Quote from: Shoulders?-Stomach! on July 04, 2020, 12:23:13 AM
Yes.

I would point out there are links on page 1 post 1 of this thread where that could have been revealed.

It was better when madhair linked it. He's better than you.

Shoulders?-Stomach!

A great crested newt licenser weaponises stubble

idunnosomename

Quote from: Sebastian Cobb on July 01, 2020, 12:46:47 AM
And this



Presumably they know it's gay 'cos the women boxes have antlers or eyelashes and a fanny or something.
GAY BOXES?!?!

Sebastian Cobb

A hospital porter tweets mindgeek to ask them if they offer an nhs discount.

touchingcloth

Your favourite flavour or dragee is cum.

Hair plucked from Jeremy Kyle's pubic embankment allows your fringe transplant to take place on the channel 5 show - Plebs Do The Most Desperate Things. The rest of your head remains bald.

Shoulders?-Stomach!

John Legend's less successful brother John Paedophile loses the patent to swastika shaped fish fingers.

petril

first shag in twelve years and this is the background music


batwings

Darius from 2001 cry-sings 'Hey now, hey now, Don't dream its over' to a terrified Austrian coach driver in the men's toilets of a M5 service station.

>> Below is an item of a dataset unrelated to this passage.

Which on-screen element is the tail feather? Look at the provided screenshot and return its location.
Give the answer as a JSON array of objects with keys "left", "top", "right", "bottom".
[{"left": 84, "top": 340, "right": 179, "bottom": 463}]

Jerome arrives late to the hospital and misses his daughter's final moments. His excuse that mooning Vera Lynn's funeral procession was a "once in a lifetime opportunity" fails to placate the rest of the family.



petril

David Icke declares you to be his sexual orientation and he will stop at nothing

the midnight watch baboon

An assumed mourner soon imposes his status as champion gravestone seeder

dissolute ocelot

Amazon delivery driver leaves his own corpse on your doormat. Arranging a return is proving surprisingly difficult.

Shoulders?-Stomach!

A tinned soup YouTube reviewer places his Aunt into cloud storage.

Stoneage Dinosaurs

A man with undiagnosed type 2 diabetes writes a parody version of Hey Nineteen by Steely Dan called Covid Nineteen which he sings with the original song as background accompaniment, in a YouTube video shot in portrait mode. It has 33 views and comments disabled.

Poirots BigGarlickyCorpse

The lovely healthy stir-fry you cooked yourself turns out to be toilet paint.